Although this is a simple process, relatively few people end up needing any kind of antivenom – less than 50,000 a year in the country. And that leads to high prices.

"[W]When prices are set after the commercial approval of these lifesaving antidotes, the impact of development costs is magnified, as is the cost of bureaucracy and profit, "writes Dr. Leslie Boyer in a 2015 editorial on the subject. She is the founding director of the VIPER Institute (Institute of Immunochemistry, Pharmacology and Venom Emergency Response) at the University of Arizona Health Sciences Center in Tucson, which has contributed to the development of Crofab, among other antivenoms.

In his 2015 editorial, Boyer lamented the awards of an antivenom scorpion that his group also helped develop, ranging from $ 7,900 to $ 39,652 per bottle in the United States. A sister drug, meanwhile, costs only $ 100 in Mexico.
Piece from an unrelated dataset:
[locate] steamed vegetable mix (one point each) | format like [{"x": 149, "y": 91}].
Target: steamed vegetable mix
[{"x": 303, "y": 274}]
The staggering price difference is due to "the application of a for-profit drug development philosophy to the treatments that other countries place in the field of public health", she concluded.

When KHN interviewed St. Vincent-Evansville Hospital on the charges against Crofab, the hospital found that the family of the girl bitten by a snake did not have to pay for the note. The insurance covered the price of the antivenom. And finally, the family insurer negotiated the $ 67,957 antivenom bill at $ 44,092.87.

But, as KHN notes, such insurers' expenses help raise the price of premiums and health costs in general. The outlet also noted that the hospital has since dropped its load of Crofab. It is now $ 5,096.76 per bottle, compared with $ 16,989.25 previously. The price change comes as a result of the release in the United States of a Mexican antivirus product, called Anavip, in October, which has a list price of $ 1,220 per vial.